Perché man mano che cresco in formazione, competenze ed esperienza, contrattualmente retrocedo invece che progredire?
Ho affrontato e passato questo concorso brillantemente e prima o poi il mio posto arriverà: però perché poi e non ora, ora che serve a me e che serve agli studenti? Chi sceglie di insegnare è consapevole che si tratta di un mestiere dalla carriera pressoché esaurita nel ruolo di vicepreside o preside, tuttavia regredire improvvisamente in una carriera da gambero mi pare eccessivo, un segno di morte di ogni credibilità e attrattiva professionale.
Tornando alle GPS, qualche posto disponibile c’è, e in Lombardia li si stanno riempiendo in questi giorni con il famoso Algoritmo (con la maiuscola, come tutti gli idoli portatori di ordine e giustizia) che partendo dall’alto assegna i posti in base al punteggio, senza mai togliere il brivido di qualche colpo di scena. Quello di quest’anno è stato l’alto numero dei posti dedicati ai cosiddetti “riservisti” ossia docenti con titoli preferenziali (tutela 104, invalidi civili etc) a cui quest’anno si è aggiunta l’abbondante quota del 15% dei posti per chi ha svolto il servizio civile universale, e che quindi sorpassa sul lato chi ha punteggio anche doppio, senza nemmeno mettere la freccia.
Ma cosa c’entra il servizio civile con le competenze e le conoscenze per insegnare? Non è che forse lo Stato pensa al fatto suo, ai suoi vassalli, più che al bene e alla crescita degli studenti che gli sono affidati?
Al netto di ciò, si può dire che nelle province lombarde nelle materie ancora coinvolte nel concorso sono entrati da GPS candidati con punteggi alti, dunque con molti anni di esperienza, con titoli preferenziali di riserva o con servizio civile. E i giovani? E i neolaureati che quest’anno in alcune classi di concorso si trovano davvero senza chances?
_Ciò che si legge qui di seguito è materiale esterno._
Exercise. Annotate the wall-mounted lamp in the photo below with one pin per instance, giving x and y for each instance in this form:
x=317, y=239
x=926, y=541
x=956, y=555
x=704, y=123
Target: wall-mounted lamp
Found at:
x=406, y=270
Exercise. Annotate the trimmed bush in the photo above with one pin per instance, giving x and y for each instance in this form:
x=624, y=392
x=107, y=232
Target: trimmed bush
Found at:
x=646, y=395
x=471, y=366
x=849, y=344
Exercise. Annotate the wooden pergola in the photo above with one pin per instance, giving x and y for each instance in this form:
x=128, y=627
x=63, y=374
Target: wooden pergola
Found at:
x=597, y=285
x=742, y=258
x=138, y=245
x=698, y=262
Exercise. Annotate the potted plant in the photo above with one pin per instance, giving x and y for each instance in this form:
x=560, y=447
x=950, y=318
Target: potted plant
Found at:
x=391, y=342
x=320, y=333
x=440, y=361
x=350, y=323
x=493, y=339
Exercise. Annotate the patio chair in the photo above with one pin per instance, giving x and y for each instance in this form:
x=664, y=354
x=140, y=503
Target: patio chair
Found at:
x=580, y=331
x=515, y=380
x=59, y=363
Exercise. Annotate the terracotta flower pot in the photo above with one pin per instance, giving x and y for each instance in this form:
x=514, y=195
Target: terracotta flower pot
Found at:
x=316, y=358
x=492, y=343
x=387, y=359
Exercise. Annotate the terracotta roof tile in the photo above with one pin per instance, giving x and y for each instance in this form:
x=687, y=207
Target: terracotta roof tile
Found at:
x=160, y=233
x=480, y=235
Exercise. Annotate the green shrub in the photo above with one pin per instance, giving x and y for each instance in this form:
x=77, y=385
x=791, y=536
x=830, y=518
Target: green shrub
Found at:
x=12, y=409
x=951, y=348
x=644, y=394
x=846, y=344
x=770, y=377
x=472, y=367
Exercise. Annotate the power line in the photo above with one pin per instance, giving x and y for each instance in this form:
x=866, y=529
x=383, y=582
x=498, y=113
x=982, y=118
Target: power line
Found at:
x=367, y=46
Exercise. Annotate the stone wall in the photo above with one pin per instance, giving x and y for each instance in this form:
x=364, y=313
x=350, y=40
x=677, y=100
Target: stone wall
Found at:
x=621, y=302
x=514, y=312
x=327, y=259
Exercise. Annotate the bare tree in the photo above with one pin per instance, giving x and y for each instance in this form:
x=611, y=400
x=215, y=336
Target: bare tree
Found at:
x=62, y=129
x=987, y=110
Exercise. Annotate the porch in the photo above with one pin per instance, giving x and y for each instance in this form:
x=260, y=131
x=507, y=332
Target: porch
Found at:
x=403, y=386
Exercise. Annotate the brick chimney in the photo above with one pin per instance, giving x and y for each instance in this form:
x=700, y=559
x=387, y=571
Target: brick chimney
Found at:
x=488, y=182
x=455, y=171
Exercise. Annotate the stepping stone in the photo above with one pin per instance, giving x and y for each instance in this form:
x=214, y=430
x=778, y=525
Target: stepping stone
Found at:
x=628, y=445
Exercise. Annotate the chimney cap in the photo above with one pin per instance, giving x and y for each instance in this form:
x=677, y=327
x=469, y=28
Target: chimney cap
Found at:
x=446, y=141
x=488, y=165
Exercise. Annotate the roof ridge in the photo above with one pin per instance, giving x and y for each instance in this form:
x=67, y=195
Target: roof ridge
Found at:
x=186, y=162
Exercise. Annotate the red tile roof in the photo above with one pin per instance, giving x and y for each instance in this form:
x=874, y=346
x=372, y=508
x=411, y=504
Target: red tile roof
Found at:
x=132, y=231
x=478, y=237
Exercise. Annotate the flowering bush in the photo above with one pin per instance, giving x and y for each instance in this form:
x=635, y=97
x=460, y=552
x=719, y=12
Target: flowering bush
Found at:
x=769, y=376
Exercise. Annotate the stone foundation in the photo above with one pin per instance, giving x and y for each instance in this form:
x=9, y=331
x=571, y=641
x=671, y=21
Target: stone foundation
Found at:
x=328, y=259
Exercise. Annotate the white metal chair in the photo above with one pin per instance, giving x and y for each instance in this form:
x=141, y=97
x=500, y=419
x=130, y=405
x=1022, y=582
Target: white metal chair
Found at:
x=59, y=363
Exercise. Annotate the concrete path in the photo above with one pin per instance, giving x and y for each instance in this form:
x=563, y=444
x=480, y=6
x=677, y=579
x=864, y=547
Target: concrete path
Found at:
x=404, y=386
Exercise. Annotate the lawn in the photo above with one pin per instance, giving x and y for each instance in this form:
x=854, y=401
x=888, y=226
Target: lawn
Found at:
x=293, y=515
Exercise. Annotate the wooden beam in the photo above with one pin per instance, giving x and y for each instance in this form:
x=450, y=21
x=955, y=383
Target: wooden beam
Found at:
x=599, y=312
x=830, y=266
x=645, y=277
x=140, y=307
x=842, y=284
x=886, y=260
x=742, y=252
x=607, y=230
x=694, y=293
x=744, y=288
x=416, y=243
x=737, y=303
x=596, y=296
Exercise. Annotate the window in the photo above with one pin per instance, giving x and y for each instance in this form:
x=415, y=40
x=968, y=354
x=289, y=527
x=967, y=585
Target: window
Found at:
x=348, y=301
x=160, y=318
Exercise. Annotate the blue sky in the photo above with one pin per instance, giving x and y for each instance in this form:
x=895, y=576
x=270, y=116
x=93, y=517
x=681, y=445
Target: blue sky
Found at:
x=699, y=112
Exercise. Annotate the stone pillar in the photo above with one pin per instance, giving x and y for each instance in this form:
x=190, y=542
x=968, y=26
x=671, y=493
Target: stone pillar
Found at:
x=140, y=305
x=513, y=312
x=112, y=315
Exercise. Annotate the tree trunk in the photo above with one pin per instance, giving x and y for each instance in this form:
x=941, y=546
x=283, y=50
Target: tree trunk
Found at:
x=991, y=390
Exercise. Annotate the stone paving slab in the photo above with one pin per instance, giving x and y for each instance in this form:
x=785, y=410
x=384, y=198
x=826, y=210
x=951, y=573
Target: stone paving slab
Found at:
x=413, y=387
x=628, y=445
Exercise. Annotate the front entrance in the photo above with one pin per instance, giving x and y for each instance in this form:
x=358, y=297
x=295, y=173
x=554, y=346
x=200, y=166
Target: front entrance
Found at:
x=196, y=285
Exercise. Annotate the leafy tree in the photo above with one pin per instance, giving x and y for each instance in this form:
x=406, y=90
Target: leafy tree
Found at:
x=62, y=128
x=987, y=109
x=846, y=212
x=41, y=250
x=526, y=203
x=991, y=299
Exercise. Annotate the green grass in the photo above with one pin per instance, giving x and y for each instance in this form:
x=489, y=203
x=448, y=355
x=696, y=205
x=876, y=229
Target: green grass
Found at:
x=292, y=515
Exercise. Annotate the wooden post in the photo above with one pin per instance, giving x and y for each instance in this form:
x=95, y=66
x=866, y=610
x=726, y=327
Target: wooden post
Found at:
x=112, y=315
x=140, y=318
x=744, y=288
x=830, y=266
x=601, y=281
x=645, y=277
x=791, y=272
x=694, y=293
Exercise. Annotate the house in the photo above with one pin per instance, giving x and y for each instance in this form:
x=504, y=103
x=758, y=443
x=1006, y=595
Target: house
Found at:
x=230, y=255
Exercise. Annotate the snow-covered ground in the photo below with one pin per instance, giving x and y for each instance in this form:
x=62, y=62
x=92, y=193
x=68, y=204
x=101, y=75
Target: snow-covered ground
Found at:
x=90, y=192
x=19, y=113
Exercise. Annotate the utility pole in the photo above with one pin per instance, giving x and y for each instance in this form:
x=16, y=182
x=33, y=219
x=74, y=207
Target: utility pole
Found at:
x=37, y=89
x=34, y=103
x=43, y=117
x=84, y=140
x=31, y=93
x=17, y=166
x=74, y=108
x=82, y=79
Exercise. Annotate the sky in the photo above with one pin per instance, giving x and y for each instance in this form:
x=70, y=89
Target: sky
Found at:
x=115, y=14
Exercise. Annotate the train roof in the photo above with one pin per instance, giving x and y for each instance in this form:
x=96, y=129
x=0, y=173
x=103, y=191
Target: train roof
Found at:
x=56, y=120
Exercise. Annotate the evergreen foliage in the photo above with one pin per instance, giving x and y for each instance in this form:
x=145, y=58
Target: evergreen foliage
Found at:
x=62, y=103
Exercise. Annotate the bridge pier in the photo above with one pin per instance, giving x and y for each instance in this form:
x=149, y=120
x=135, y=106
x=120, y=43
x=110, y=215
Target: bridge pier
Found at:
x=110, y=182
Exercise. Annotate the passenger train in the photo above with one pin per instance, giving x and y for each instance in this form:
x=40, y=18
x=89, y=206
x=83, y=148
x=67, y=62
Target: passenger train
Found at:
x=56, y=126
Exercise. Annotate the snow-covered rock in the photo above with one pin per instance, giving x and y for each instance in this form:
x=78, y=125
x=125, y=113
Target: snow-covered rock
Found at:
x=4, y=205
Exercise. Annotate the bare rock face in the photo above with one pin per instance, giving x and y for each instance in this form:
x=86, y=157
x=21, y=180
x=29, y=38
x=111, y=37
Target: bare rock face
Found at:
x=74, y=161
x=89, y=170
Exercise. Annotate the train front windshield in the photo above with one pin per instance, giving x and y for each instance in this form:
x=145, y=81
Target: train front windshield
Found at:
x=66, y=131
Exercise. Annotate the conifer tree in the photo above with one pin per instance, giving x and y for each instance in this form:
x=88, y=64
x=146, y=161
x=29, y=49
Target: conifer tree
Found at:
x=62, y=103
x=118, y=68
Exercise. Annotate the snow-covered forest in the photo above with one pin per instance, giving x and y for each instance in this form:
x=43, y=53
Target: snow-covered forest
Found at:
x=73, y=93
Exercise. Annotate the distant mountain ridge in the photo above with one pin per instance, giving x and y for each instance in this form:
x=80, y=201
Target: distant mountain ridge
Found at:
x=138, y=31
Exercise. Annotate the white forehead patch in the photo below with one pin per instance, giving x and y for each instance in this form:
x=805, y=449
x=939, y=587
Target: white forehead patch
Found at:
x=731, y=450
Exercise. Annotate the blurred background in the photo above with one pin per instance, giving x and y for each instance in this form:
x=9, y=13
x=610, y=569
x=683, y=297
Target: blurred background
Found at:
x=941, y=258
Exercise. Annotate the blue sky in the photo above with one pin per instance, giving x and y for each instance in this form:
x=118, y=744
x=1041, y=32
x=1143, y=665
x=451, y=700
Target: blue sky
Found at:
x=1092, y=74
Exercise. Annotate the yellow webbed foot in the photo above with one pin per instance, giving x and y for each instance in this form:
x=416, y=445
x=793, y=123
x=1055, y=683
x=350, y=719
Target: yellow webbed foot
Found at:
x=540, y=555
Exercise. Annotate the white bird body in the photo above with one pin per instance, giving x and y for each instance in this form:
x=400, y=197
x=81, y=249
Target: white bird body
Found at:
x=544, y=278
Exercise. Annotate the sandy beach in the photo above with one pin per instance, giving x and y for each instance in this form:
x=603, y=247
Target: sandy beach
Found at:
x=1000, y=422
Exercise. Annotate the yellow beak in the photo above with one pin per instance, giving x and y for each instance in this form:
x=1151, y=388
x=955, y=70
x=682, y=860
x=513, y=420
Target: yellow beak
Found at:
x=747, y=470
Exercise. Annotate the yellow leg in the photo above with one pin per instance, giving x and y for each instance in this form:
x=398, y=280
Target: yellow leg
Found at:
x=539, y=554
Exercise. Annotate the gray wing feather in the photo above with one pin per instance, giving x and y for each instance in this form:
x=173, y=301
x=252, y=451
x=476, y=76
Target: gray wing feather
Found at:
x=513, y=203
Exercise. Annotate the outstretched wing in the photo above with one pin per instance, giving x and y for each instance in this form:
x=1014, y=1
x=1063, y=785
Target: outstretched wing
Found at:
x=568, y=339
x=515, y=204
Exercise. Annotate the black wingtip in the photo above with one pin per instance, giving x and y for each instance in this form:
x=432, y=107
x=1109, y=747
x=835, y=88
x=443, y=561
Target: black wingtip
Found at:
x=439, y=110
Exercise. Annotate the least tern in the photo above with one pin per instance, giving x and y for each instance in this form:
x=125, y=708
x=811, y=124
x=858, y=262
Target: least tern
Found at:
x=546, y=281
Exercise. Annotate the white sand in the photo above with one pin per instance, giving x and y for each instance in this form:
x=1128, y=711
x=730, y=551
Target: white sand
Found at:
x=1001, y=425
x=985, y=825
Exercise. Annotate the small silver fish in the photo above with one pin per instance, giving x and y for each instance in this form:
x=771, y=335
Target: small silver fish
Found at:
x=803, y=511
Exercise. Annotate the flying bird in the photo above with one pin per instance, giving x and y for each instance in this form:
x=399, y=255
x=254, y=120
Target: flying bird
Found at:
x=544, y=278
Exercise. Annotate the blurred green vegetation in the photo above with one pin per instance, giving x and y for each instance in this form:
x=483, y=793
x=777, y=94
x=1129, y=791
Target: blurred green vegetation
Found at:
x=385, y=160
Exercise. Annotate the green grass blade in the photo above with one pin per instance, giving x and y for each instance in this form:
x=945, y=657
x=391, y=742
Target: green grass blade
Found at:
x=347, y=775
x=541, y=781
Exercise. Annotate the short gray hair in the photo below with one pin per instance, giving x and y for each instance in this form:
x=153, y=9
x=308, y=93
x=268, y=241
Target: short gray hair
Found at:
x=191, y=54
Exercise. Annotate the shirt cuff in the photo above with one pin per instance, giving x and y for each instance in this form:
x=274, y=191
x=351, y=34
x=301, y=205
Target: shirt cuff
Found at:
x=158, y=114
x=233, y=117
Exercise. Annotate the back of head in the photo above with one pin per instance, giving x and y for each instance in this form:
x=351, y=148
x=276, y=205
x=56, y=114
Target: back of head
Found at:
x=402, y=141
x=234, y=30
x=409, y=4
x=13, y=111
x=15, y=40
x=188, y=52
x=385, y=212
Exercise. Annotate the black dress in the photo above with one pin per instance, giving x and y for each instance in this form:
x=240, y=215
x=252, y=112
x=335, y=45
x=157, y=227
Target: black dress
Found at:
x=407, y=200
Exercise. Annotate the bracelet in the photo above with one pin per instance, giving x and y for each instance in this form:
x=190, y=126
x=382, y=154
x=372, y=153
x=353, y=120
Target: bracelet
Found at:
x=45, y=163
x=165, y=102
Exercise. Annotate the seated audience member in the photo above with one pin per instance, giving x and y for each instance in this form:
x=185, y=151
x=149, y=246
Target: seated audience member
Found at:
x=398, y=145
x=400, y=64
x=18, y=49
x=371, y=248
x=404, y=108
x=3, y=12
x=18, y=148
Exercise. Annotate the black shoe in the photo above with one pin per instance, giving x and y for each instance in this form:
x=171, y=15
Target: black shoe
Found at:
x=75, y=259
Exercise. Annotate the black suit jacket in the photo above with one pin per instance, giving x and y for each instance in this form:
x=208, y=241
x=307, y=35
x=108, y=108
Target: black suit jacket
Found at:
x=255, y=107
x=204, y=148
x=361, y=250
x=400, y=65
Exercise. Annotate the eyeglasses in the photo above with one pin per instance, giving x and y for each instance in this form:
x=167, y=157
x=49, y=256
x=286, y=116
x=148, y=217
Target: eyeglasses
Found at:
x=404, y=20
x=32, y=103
Tra gli insegnanti “fortunati” (perché hanno un lavoro di cui hanno diritto), alcuni non hanno accettato l’incarico da GPS per i più svariati motivi. Ecco quindi che quelle cattedre sono tornate in mano agli UST che in un secondo momento hanno fatto ripartire l’Algoritmo dall’ultima posizione a cui erano arrivati, facendo quindi scorrere verso il basso e non ripartendo di nuovo dalla prima posizione, affidando così cattedre annuali a candidati con punteggi ben più bassi di tanti che come me al primo scorrimento erano rimasti senza lavoro. Se persone con punteggi di gran lunga inferiori e senza titoli preferenziali passano davanti a chi ha punteggi superiori per casualità delle tempistiche, a cosa serve fare una graduatoria? Per ironia della sorte pare che in un sistema in cui tutto retrocede, l’unica cosa che avanza quando non dovrebbe è l’Algoritmo.
Per essere certa di questa assurdità, o per disperazione, ho chiamato l’UST chiedendo conferma. Ebbene sì, è tutto scritto nell’ordinanza n. 88 del 16 maggio 2024, art.12, comma 10: l’Algoritmo riprende verso il basso assegnando le cattedre che sono rimaste vuote non a chi spettano per punteggio, ma a chi per fortuna casca nel punto giusto della stringa di quel codice che certo non si prende la briga di ripartire dall’alto a stanare i disoccupati meritevoli. Al telefono, l’impiegata dell’UST deve aver colto il mio sconforto alla conferma che la legge dice così, dunque teneramente si è lasciata scappare un commento: “Lo so che è brutto, però…”. Non sono riuscita a trattenermi dal rispondere che a me non pare “brutto”, ma anticostituzionale, che è ben diverso, e non degno di un Ministero che ha scelto di chiamarsi Ministero del Merito.
E così, ecco che gli UST si ritrovano facilmente addosso il ruolo di capro espiatorio in questo teatro dell’assurdo. “L’Algoritmo non sbaglia”, così ha detto l’impiegata dell’UST: questa stessa espressione è ormai un dogma tra noi precari, mentre dovremmo riflettere sul fatto che non è questione di credere o non credere nella matematica, nella téchne, non è questione di far funzionare la macchina bene, ma di decidere che senso dare alla téchne. Ma perché abbiamo questa venerazione per un Algoritmo che evidentemente ha delle pecche, ma a cui ci attacchiamo come con a un idolo quando si parla di rivedere il suo funzionamento?
Ho amici che sono genitori di neonati, che hanno più di un figlio o che ne desiderano uno e che da questo Algoritmo hanno saputo che sono senza lavoro, nonostante siano laureati, abbiano i 24 Cfu (crediti formativi universitari), siano ottimi insegnanti con anni di esperienza e si aspettassero come ogni anno una cattedra. Questo colpo basso di precarietà imprevista centra in pieno persone che spesso stanno vivendo un’età di intensa progettualità, facendo danni ancor maggiori. Chi darebbe un mutuo a un disoccupato? Chi farebbe firmare un contratto di affitto sulla base della Naspi, con la speranza che, forse, a novembre…?.
L’Algoritmo non sbaglia, ma forse siamo noi che stiamo sbagliando qualcosa.